Shaun McCance wrote:
> Frankly, if you have sensitive data on a portable drive,
> you should really encrypt that drive.

tell that to digital camera manufacturers. IIRC Nikon and a few other 
manufacturers do encrypt part of their RAW files, but that's only a 
pathetic attempt to conceal some esoteric settings that are meant to 
yield better images than the competition.
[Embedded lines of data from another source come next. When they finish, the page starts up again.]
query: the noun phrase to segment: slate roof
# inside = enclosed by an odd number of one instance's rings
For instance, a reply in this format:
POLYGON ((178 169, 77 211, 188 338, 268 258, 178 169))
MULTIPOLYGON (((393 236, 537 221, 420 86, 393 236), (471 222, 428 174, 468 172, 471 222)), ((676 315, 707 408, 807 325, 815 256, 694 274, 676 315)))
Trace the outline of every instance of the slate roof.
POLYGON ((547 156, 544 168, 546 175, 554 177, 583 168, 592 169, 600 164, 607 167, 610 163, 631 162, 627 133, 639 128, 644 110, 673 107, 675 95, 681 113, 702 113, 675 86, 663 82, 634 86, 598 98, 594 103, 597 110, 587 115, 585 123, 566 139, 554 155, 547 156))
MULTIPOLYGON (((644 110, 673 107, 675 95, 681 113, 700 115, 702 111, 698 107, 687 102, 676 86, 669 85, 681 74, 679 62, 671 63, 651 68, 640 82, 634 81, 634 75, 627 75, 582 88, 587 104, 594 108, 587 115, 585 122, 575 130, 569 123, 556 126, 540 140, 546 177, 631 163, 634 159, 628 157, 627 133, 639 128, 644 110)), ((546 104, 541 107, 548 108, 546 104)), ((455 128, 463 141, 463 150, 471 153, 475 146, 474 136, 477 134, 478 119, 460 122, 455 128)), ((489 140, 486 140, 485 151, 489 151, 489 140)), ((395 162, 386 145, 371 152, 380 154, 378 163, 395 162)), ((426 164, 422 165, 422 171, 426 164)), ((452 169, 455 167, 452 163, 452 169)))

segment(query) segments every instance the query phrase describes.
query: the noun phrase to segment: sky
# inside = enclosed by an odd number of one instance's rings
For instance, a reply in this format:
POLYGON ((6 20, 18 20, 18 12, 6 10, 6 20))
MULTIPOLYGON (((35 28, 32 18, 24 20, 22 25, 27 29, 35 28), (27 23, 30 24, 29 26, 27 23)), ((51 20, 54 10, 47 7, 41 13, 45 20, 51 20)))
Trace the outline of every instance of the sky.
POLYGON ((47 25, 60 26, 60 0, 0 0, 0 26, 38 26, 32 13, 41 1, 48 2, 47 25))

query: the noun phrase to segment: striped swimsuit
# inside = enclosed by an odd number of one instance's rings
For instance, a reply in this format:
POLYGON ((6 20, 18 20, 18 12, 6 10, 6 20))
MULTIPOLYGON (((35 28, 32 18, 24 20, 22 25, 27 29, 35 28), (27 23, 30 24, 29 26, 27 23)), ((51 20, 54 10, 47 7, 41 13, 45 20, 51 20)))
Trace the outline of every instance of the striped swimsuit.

The "portable drive" in question is a compact flash straight out of the 
digital camera, encryption not under user control. Besides, I am happy 
the images as such are not encrypted. If they were the first consequence 
would be to hamper interoperability with Linux (given how cooperative 
most camera manufacturers are).


> Nautilus
> should never ever ever create thumbnails of files on an
> encrypted volume and store them on another volume.  Nor
> should Beagle or Tracker create indexes of files on an
> encrypted volume and store them elsewhere.  et cetera.

Good thinking. No need to treat non-encrypted volumes differently. the 
user has decided - explicitly or implicitly - to put the file on a 
specific volume. this choice should apply by default also to all related 
metadata including thumbs, unless there is a very good reason to 
override this choice in which case the user should be at least informed 
on first use (don't expect the user to be aware of design decisions that 
make Gnome different than mainstream desktops) and given finer grained 
control. Right now I can only tell Nautilus not to create thumbnails at 
all - even just a choice by volume type (local/network/removable) would 
be a massive improvement.

Yes, I know, next thing you will tell me to submit a patch. I wish I 
could. My coding skills are close to zero and I don't know Gnome's 
codebase at all. I would not even know were to start. And my time is 
limited. I can do analysis if that can be of use.